US Supreme Court Turns Back Clock on Climate Change
Washington – The conservative majority on the US Supreme Court is manifesting its influence in decisions that are or potentially will change decades of case law interpreting the balance of power in the US. One such decision involves administrative law and an Environmental Protection Agency rule addressing climate change.
W. Virginia v. EPA involved Obama-era rules issued by the Environmental Protection Agency (EPA) in 2015 to address climate change. The rules were subsequently replaced by less aggressive rules during the Trump administration, and then reinstated, but they have never gone into effect.
EPA’s Clean Power Plan (CPP), issued pursuant to the authority of the Clean Air Act, would have required states to more stringently regulate power plant emissions by limiting carbon dioxide emissions from existing coal- and natural-gas-fired power plants within their borders. On June 30, the US Supreme Court held the CPP invalid.
After decades of reliance on the Chevron doctrine under which courts defer to an agency’s expertise in devising administrative rules when the legislative authority is not clear, the Supreme Court in the last eight years or so has rejuvenated the “major questions doctrine.” This doctrine says that there are certain “extraordinary cases” in which a court will not defer to an agency’s interpretation of a statutory provision. Such cases are said to involve an issue of deep economic or political significance or cases where the agency’s regulatory authority would be significantly expanded.
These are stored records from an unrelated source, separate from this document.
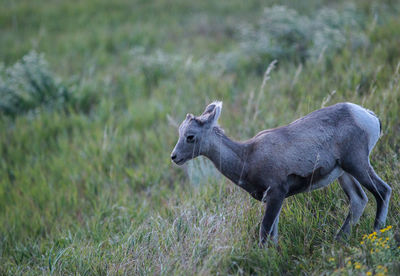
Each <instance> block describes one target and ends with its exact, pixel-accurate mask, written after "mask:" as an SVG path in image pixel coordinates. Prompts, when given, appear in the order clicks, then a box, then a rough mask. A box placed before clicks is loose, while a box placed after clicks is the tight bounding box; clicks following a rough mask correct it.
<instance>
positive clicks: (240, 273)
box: [0, 0, 400, 275]
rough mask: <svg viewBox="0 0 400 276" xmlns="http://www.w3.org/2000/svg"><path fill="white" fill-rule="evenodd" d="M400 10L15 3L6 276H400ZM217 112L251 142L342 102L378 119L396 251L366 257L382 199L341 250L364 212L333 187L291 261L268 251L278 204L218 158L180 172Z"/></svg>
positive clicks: (368, 5)
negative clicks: (262, 247)
mask: <svg viewBox="0 0 400 276" xmlns="http://www.w3.org/2000/svg"><path fill="white" fill-rule="evenodd" d="M399 12H400V3H399V2H398V1H361V0H357V1H353V2H350V3H349V2H348V1H336V2H335V3H332V1H322V0H306V1H287V0H282V1H274V0H268V1H256V0H252V1H238V0H231V1H209V0H203V1H186V0H170V1H167V0H154V1H139V0H137V1H128V0H116V1H106V0H97V1H95V0H92V1H77V0H73V1H72V0H71V1H61V0H59V1H45V0H17V1H12V0H1V1H0V130H1V131H0V274H9V275H17V274H47V273H55V274H85V275H99V274H112V275H115V274H128V275H129V274H162V275H171V274H182V275H190V274H201V275H206V274H238V275H242V274H245V275H248V274H261V275H265V274H279V273H283V274H300V273H303V274H305V275H311V274H361V275H363V274H367V273H371V275H372V274H378V273H382V274H393V275H395V274H398V273H400V266H399V262H400V252H399V251H400V250H399V248H398V246H399V244H398V242H399V241H398V238H396V237H397V236H396V235H398V231H399V229H400V228H399V227H400V222H399V219H398V213H399V211H400V203H399V202H400V201H399V200H400V192H399V188H400V187H399V185H400V164H399V154H400V153H399V149H400V138H399V137H400V120H399V114H400V107H399V104H400V91H399V87H400V86H399V80H400V47H399V45H400V17H399V16H398V15H399ZM273 60H277V61H278V62H277V64H276V67H275V68H274V69H273V70H272V72H270V75H269V79H268V78H265V76H264V72H265V70H266V69H267V67H268V65H269V64H270V63H271V62H272V61H273ZM263 81H266V83H264V84H263ZM215 99H219V100H223V101H224V109H223V112H222V116H221V119H220V123H221V125H222V126H223V127H224V128H225V129H226V132H227V134H228V135H229V136H231V137H233V138H235V139H237V140H241V139H246V138H249V137H251V136H252V135H254V134H256V133H257V132H258V131H259V130H262V129H265V128H271V127H276V126H279V125H283V124H287V123H290V122H291V121H293V120H294V119H296V118H298V117H300V116H303V115H306V114H307V113H309V112H311V111H313V110H315V109H318V108H320V107H321V106H324V105H325V106H326V105H330V104H333V103H336V102H341V101H351V102H355V103H358V104H362V105H363V106H365V107H367V108H369V109H372V110H374V111H375V113H377V114H378V115H379V117H380V118H381V120H382V122H383V134H384V135H383V137H382V138H381V140H380V142H378V144H377V147H376V149H375V150H374V152H373V154H372V164H373V165H374V167H375V168H376V171H377V172H378V173H379V174H380V176H381V177H382V178H383V179H385V180H386V181H387V182H388V183H389V184H390V185H391V186H392V188H393V196H392V200H391V206H390V211H389V218H388V223H389V224H390V225H392V228H391V229H388V230H387V231H385V233H378V234H379V235H385V236H382V238H385V239H388V242H387V243H386V245H385V246H380V245H378V244H374V243H363V244H360V242H361V241H362V237H363V235H364V234H368V233H370V232H371V231H372V225H373V218H374V212H375V202H374V200H373V199H372V198H370V202H369V204H368V207H367V210H366V212H365V214H364V215H363V217H362V218H361V222H360V224H359V225H358V226H357V227H355V228H354V229H353V232H352V235H351V237H350V239H349V242H348V243H338V242H335V241H334V240H333V236H334V234H335V233H336V230H337V229H338V228H339V226H340V225H341V223H342V222H343V220H344V218H345V215H346V213H347V210H348V203H347V199H346V197H345V195H344V193H343V192H342V191H341V189H340V188H339V187H338V185H337V184H333V185H331V186H330V187H328V188H326V189H323V190H320V191H315V192H312V193H309V194H302V195H299V196H296V197H293V198H289V199H288V200H287V201H286V203H285V205H284V209H283V210H282V215H281V223H280V233H281V235H280V246H279V248H275V247H270V248H266V249H260V248H258V246H257V243H258V228H259V222H260V219H261V217H262V211H263V207H262V204H261V203H258V202H256V201H254V200H253V199H251V198H250V196H249V195H248V194H247V193H245V192H244V191H242V190H240V188H238V187H236V186H234V185H233V184H232V183H230V182H229V181H228V180H226V179H224V178H222V177H221V176H220V175H219V174H218V173H216V171H215V169H214V168H213V167H212V165H210V162H209V161H207V160H205V159H202V158H199V159H197V160H195V161H193V162H190V163H189V164H188V165H186V166H185V167H183V168H178V167H176V166H173V165H172V164H171V162H170V160H169V155H170V152H171V150H172V148H173V146H174V144H175V142H176V140H177V130H176V126H177V124H179V123H180V121H181V120H183V118H184V116H185V114H186V113H188V112H192V113H195V114H199V113H201V112H202V110H203V109H204V107H205V106H206V104H208V103H209V102H210V101H212V100H215ZM396 239H397V240H396ZM368 240H369V239H368ZM386 246H389V247H388V248H386Z"/></svg>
Relying on that doctrine, the court held that the EPA does not have authority under Section 111(d) of the Clean Air Act to devise emissions caps based on the approach it adopted in the Clean Power Plan.
Justices Samuel Alito, Neil Gorsuch, Brett Kavanaugh, and Amy Coney Barrett all joined Chief Justice John Roberts’ opinion. Justices Elena Kagan, Sonia Sotomayor, and Stephen Breyer all dissented.
While resurrecting and applying the “major questions doctrine,” the six conservative justices reject the notion of federal agencies using decisions to change major policies, legal scholars have raised major questions about the doctrine itself.
Justice Kagan highlighted one of its flaws in her dissent: “Whatever else this Court may know about, it does not have a clue about how to address climate change. . . . And let’s say the obvious: The stakes here are high. Yet the Court today prevents congressionally authorized agency action to curb power plants’ carbon dioxide emissions.”
She also criticized the majority’s effective power grab. “The Court appoints itself — instead of Congress or the expert agency — the decision-maker on climate policy. I cannot think of many things more frightening,” she wrote.
The Biden administration’s climate goals include a 50% cut in economy-wide greenhouse gas emissions by 2030 and a fully decarbonized electricity sector by 2035. The Supreme Court’s new limit on executive power, that turns decades of administrative law on its head, will likely hinder reaching those goals.
Abdullah Hasan, a spokesperson for the White House, said, “This is another devastating decision from the Court that aims to take our country backwards. While the Court’s decision risks damaging our ability to keep our air clean and combat climate change, President Biden will not relent in using the authorities that he has under law to protect public health and tackle the climate change crisis.”
West Virginia’s Attorney General Patrick Morrisey said that the decision is a “huge victory against federal overreach and the excesses of the administrative state. This is a huge win for West Virginia, our energy jobs and those who care about maintaining separation of powers in our nation.”
The UN’s Special Envoy for Climate Ambition Michael Bloomberg reacted strongly. “This decision marks the second time in a week that the Supreme Court has turned back the clock to darker days that have dangerous implications for public health. The decision to side with polluters over the public will cost American lives and cause an enormous amount of preventable suffering, with the biggest burden falling on low-income communities and communities of color.”
Because the CPP never went into effect and the Biden administration had indicated it would not apply it in any event, EPA is now considering a new rule. Thus, according to Justice Kagan’s dissenting opinion, there was no practical reason to decide the case, and the majority’s decision is merely an “advisory opinion” on EPA’s not-yet-issued new rule. While normally agency rules are promulgated through notice to the public and comment by interested stakeholders, including the industry that is being regulated, absent new legislation, this Supreme Court pronouncement may well affect the rule before it is even issued.
Senator Ron Wyden (D-Or), the Chair of the Senate Finance Committee, said, “The Republicans on the Supreme Court are not going to allow any meaningful administration efforts to combat climate change. . . . The only way to tackle this problem is through congressional action, which is why it’s so important that Congress pass our clean energy tax credit package.”
Meanwhile, President Biden’s clean energy package, that could provide the requisite legislative mandate demanded by the majority, remains stalled in Congress.